I am helping implement CloudFront CDN for an NGINX HLS video origin. If you're not familiar, HLS in the browser just uses XHR or fetch to constantly request .m3u8 and .ts files via HTTP and display them in a video element. I have replicated the issue I'm describing with simple AJAX calls on an interval, so the problem is not specific to HLS. I would like to be able to switch traffic between the CDN and direct-to-origin with minimal impact to users. I have built this out, and can switch between CloudFront and direct-to-origin by changing DNS in Route 53. The DNS record has a TTL of 1 minute
However, when I do so, sometimes the IP address used by the browser does not change - even long after the DNS TTL. OS and browser level DNS cache show the expected IP address, but the browser (as shown in Developer tools -> Network) shows it is still using the "old" IP address. It can keep doing this for several hours after the DNS TTL. Even refreshing the page will not force it to get a new IP for the domain. So far, I've only found chrome://net-internals/#sockets -> Flush Socket Pools or completely closing all browser instances forces the browser to get a new IP address for the domain.

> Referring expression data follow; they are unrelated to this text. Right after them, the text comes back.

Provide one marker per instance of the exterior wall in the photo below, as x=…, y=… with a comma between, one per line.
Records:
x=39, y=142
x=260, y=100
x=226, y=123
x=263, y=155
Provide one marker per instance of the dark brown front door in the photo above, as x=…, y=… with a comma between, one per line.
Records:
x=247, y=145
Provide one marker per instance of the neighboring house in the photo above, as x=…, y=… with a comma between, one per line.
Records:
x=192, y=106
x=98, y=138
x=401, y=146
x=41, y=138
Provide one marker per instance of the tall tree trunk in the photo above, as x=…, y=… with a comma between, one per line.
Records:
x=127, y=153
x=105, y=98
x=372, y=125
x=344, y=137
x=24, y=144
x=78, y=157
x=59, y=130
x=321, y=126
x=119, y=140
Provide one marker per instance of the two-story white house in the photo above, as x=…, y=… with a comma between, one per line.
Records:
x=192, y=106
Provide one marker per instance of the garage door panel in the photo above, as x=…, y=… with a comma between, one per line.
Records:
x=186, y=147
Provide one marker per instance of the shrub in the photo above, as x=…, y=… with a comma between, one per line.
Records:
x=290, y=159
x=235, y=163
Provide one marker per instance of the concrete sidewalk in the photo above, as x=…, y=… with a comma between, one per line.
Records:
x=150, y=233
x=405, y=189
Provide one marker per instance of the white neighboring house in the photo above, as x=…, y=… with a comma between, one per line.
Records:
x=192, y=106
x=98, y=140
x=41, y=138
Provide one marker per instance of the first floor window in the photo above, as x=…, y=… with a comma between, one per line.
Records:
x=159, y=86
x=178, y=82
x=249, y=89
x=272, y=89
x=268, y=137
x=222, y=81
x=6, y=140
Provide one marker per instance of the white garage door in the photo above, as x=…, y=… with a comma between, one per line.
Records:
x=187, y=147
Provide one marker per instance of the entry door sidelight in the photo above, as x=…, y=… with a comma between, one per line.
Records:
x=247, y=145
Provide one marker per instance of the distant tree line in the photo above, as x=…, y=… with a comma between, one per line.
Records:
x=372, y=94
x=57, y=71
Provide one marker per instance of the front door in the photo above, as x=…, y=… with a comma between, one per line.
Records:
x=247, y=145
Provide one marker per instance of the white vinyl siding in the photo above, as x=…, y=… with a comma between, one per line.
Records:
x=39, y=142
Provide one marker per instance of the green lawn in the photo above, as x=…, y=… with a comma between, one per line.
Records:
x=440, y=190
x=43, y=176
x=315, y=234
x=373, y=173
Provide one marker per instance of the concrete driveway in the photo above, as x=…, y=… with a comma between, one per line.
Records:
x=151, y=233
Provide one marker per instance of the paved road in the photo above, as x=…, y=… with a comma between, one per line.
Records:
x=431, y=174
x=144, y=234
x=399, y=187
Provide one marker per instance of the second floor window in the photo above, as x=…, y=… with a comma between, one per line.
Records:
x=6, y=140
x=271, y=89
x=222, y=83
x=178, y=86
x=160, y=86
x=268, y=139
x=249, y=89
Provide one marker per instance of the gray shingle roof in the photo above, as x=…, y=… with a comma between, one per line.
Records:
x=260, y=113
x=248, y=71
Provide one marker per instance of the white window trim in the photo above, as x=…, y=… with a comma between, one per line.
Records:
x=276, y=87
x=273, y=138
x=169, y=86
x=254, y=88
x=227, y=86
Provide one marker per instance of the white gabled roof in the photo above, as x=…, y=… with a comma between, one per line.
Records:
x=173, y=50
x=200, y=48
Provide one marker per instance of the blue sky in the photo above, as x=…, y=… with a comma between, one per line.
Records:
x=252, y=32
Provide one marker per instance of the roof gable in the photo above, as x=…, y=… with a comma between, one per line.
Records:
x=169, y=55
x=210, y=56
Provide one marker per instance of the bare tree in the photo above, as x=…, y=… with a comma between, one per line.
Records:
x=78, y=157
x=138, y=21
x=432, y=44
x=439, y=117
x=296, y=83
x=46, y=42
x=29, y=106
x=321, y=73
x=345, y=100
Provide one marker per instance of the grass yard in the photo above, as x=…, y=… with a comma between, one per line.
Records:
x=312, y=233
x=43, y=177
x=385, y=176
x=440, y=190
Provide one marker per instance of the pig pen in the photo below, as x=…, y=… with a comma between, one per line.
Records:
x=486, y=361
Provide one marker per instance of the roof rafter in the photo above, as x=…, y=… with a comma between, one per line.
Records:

So, I'm fairly certain that the issue is that Chrome (also tested FireFox, probably all browsers), maintain a connection and do not look up DNS again until the connection is closed, regardless of the DNS TTL, especially with something like HLS video or a continuous ajax polling where the connection is being used every few seconds. I am able to control this somewhat by setting Connection:close or Keep-Alive:timeout=5s headers on the origin. However, I cannot control these at CloudFront, even with a custom function. Moreover, if I enable HTTP2 at origin and/or CloudFront, these headers are not allowed or used, but I still see similar behavior.
I can also return a HTTP 421 Misdirected Request from the origin and force clients hitting the origin to refresh. However, this does not work from CloudFront - using a CloudFront function to modify response code causes an error, and a 421 returned from origin to Cloudfront causes an error and does not trigger clients to refresh.
Given all this, how can I ensure that DNS changes take effect in the browser within the DNS entry's TTL? Is there any header or CloudFront setting I can use? I can control some of the clients, so is there is any javascript, request header, or XHR trick to force the browser to get and use the new TTL?